Rankin est avant tout connu comme un cinéaste expérimental, mais il a également réussi à percer dans quelque chose qui ressemble au courant dominant au cours des dernières années. Ses œuvres antérieures présentaient des riffs courts et bizarres sur le cinéma muet et les genres du passé – films de guerre, mélodrames, films de propagande, etc. (Il est souvent comparé, à juste titre, à son compatriote Winnipegois Guy Maddin, dont le travail a une allusivité mixte similaire. .) En 2019, le premier long métrage de Rankin en tant que réalisateur,Le vingtième siècle, un regard très stylisé et très étrange sur les débuts de la vie du premier ministre canadien le plus ancien, a été nominé pour le meilleur film et le meilleur réalisateur aux Prix Écrans canadiens et a été diffusé aux États-Unis par Oscilloscope (qui diffusera également ce nouveau film). .Langage universel, avec ses rythmes doux et son lyrisme poétique, semble être le film le plus éloigné de ces films précédents.

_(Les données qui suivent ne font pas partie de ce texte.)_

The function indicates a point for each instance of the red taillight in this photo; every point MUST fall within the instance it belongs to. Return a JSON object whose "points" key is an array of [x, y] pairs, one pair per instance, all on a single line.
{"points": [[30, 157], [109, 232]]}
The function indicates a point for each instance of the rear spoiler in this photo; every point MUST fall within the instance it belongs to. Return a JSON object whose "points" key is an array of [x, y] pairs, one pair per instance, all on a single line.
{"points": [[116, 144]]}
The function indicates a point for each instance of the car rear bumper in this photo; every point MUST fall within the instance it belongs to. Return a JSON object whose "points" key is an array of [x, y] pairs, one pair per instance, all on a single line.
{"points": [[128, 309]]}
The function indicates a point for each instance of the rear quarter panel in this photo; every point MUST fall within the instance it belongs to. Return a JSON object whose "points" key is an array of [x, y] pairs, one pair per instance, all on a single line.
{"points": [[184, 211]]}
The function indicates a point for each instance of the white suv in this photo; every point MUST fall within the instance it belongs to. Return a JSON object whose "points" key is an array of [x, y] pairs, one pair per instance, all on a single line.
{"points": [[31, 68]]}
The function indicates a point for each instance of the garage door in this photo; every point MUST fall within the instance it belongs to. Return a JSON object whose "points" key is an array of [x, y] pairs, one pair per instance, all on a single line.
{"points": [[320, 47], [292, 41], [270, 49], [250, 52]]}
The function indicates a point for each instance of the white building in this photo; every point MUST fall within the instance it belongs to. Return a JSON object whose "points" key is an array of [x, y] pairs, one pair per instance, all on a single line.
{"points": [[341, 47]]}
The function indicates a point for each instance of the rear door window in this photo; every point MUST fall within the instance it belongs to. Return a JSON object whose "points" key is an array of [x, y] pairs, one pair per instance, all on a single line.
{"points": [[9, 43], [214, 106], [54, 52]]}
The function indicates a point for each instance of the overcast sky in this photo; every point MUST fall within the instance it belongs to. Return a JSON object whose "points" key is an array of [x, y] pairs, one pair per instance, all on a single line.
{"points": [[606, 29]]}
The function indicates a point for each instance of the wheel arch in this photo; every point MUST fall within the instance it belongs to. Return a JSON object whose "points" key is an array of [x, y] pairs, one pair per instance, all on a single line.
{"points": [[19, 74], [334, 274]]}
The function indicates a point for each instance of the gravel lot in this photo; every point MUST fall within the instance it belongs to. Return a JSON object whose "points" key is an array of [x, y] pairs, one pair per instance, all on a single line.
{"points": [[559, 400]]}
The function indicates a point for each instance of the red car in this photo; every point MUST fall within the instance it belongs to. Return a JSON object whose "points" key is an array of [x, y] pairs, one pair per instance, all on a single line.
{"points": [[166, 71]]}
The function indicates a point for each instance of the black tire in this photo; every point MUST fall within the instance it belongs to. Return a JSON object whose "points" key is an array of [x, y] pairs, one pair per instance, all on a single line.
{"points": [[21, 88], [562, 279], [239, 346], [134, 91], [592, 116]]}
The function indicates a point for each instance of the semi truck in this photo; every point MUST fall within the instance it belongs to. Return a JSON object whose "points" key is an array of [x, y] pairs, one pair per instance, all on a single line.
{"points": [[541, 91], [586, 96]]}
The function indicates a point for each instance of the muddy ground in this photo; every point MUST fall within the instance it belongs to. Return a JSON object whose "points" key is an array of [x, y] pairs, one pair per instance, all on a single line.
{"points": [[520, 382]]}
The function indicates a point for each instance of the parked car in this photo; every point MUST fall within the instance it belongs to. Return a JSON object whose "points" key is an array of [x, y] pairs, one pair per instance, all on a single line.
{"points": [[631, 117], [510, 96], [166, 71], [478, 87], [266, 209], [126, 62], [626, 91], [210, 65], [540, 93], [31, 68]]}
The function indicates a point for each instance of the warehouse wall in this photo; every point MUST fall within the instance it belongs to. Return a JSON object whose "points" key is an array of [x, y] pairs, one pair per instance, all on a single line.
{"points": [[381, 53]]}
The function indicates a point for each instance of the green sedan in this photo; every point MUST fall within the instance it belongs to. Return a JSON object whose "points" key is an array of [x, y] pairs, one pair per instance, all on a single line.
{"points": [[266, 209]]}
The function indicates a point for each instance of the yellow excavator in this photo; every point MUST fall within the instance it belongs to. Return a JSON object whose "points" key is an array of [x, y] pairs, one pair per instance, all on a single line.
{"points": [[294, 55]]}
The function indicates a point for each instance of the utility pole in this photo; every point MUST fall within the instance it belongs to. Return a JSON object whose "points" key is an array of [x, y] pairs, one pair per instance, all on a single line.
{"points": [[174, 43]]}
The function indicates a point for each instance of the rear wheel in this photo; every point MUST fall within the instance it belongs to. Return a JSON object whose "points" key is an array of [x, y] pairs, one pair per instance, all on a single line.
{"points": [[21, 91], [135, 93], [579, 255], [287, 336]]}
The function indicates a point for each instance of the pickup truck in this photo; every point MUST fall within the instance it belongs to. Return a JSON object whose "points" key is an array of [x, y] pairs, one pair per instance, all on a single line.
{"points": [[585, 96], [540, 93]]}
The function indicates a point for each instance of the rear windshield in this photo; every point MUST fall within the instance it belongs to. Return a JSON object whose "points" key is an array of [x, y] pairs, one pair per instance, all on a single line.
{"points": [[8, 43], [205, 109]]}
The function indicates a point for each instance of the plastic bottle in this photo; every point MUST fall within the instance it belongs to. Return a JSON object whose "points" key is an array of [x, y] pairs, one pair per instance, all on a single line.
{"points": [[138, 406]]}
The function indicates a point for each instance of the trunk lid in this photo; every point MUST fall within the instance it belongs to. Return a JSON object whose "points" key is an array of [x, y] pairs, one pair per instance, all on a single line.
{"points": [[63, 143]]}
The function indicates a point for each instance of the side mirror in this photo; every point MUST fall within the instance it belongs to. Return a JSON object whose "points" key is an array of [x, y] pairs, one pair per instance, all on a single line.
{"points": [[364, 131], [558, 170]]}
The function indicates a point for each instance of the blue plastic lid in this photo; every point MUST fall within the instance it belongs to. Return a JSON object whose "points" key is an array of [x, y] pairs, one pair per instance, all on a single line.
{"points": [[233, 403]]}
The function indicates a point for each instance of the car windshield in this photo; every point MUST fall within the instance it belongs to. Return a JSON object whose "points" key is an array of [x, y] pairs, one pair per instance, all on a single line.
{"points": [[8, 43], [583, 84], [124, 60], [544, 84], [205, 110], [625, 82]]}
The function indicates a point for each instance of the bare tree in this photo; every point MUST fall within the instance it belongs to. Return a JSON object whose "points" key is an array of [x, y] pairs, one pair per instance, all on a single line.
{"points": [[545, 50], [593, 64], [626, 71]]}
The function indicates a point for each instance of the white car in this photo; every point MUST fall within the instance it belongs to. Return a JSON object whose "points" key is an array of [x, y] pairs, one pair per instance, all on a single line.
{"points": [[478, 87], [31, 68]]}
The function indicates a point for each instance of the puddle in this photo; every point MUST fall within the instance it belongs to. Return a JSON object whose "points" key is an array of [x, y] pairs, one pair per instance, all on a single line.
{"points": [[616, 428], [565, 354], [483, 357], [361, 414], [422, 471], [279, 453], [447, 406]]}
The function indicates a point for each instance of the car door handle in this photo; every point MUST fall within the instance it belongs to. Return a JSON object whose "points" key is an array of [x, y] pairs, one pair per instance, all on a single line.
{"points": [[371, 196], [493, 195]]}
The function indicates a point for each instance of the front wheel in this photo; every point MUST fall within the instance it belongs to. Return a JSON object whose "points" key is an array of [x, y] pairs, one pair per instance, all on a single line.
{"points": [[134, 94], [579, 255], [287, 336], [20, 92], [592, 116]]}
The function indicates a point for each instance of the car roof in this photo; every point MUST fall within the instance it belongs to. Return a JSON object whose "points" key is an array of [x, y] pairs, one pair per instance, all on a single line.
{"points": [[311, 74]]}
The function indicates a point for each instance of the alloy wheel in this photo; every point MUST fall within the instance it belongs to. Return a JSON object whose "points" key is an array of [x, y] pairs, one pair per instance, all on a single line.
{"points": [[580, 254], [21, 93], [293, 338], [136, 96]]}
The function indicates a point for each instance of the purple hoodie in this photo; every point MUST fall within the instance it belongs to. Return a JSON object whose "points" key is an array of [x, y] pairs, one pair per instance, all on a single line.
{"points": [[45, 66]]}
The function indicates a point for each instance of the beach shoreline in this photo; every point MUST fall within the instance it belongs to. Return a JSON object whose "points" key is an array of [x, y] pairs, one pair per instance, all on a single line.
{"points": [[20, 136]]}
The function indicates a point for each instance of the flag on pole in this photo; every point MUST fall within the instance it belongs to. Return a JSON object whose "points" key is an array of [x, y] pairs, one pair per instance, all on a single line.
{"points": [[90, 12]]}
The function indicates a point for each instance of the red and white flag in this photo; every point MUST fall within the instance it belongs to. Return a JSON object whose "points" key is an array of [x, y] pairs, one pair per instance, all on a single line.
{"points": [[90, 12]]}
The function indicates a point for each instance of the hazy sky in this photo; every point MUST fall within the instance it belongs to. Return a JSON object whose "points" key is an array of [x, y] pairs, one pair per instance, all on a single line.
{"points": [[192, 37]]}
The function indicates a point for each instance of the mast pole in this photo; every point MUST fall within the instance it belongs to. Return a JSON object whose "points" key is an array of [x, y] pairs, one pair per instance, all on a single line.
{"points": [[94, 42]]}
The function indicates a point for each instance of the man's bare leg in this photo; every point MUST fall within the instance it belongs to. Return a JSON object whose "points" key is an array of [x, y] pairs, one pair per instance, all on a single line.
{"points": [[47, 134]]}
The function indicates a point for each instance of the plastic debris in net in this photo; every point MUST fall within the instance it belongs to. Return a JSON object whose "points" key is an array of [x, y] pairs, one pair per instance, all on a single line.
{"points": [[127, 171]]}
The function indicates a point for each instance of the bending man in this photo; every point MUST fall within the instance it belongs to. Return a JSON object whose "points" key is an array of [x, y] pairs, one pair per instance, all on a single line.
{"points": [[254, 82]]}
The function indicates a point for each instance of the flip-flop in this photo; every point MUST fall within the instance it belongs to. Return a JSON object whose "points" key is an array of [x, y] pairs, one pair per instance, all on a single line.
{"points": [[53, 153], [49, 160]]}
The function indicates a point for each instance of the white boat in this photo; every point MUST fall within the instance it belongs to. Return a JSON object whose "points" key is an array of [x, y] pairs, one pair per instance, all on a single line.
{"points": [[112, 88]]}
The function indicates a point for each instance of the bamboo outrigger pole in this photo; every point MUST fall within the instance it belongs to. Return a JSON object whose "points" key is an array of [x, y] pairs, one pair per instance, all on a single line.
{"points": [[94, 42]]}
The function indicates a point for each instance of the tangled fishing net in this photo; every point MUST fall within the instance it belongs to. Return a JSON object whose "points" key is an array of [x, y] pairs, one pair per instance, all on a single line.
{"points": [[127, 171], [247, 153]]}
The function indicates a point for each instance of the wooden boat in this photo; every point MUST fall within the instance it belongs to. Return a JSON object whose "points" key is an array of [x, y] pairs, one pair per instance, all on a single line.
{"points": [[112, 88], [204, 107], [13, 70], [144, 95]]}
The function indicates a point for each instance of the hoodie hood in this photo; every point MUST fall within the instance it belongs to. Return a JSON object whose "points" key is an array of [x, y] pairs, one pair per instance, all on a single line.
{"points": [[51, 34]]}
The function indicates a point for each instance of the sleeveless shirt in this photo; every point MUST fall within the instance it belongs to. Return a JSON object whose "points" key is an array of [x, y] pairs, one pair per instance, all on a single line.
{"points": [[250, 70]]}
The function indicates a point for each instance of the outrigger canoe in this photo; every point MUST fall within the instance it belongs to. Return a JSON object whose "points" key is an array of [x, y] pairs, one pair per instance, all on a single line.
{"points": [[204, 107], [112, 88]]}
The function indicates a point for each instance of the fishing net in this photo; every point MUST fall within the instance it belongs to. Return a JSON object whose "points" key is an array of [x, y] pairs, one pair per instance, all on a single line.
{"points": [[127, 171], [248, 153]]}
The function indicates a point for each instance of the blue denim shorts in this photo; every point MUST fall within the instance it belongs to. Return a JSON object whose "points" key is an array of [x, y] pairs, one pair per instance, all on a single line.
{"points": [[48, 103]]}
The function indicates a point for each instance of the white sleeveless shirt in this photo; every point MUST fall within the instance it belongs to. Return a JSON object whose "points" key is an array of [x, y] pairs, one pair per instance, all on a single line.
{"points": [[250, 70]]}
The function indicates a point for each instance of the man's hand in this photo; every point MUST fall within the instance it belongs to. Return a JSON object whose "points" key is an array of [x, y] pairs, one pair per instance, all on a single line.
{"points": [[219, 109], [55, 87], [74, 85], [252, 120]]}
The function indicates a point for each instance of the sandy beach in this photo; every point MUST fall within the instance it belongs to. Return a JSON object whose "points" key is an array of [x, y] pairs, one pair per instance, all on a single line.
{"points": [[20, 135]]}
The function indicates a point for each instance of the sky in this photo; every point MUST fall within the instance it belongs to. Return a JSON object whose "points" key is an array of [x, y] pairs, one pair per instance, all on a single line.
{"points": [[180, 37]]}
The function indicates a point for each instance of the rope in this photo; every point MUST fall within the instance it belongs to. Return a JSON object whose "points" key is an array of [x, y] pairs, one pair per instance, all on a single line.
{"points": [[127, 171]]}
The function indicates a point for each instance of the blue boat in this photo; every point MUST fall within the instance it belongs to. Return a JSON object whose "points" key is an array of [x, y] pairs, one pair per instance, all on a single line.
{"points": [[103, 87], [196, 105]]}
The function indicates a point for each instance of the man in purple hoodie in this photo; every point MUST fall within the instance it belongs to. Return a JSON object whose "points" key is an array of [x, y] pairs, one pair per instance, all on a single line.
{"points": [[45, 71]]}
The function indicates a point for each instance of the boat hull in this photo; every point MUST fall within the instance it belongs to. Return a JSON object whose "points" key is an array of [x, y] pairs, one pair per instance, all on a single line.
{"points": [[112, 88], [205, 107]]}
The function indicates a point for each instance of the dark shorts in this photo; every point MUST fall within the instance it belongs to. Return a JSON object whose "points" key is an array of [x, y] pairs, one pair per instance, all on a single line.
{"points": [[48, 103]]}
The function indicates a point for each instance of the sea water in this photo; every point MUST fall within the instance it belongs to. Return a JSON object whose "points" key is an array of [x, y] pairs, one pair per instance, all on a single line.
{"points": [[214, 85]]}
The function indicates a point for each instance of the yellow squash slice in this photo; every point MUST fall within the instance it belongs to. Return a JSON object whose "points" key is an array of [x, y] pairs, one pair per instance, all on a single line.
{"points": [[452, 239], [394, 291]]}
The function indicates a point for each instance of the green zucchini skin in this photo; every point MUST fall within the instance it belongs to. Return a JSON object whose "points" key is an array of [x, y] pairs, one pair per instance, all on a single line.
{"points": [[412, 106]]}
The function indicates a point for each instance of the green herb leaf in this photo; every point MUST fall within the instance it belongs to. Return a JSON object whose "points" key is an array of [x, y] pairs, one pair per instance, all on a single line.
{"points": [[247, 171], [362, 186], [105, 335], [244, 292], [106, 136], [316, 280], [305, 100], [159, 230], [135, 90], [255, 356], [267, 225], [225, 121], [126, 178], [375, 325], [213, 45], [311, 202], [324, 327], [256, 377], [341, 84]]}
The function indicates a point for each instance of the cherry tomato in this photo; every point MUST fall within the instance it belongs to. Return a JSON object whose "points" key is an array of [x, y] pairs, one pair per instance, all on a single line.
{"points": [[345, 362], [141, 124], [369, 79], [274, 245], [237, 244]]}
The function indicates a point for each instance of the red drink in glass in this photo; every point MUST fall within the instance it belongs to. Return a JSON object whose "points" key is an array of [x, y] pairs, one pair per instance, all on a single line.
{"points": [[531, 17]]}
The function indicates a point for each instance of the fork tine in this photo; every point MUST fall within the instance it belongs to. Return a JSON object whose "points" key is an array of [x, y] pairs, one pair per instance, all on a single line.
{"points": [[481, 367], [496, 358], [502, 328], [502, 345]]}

Mais Rankin a réalisé un court métrage vidéo fascinant en 2008, un autoportrait qui présentait également un Winnipeg où tout le monde parlait farsi. Ce film (présenté par le « Ministère de l'orientation intellectuelle de l'enfance et de la jeunesse de Winnipeg ») était une pièce de théâtre sur le chef-d'œuvre de Kiarostami de 1990.Gros plan, qui suit un imposteur qui se fait passer pour le célèbre réalisateur iranien Mohsen Makhmalbaf afin de s'insinuer dans la vie d'une famille aisée de Téhéran. (Si vous n'avez pas vuGros plan, vous devriez vraiment le faire – c'est l'un des films les plus sismiques des dernières décennies, et c'estdisponible via Criterion Channel, aux côtés d'un certain nombre de films de Kiarostami.) Dans le court métrage de Rankin, Rankin lui-même joue un imposteur se faisant passer pour le cinéaste pas si célèbre de Winnipeg, Matthew Rankin. Cela dure environ deux minutes et c'est une petite alouette amusante, mais vue à la lumière deLangage universel, l’interaction de l’influence, de l’imitation et du questionnement existentiel devient plus poignante.Langage universelriffe également sur les genres, même s'il le fait de manière relativement discrète. Au fond, c'est le travail d'un artiste qui essaie de lutter contre quelque chose que nous faisons tous : notre incapacité, au fil de la vie, à être à la hauteur des personnes que nous souhaiterions pouvoir être.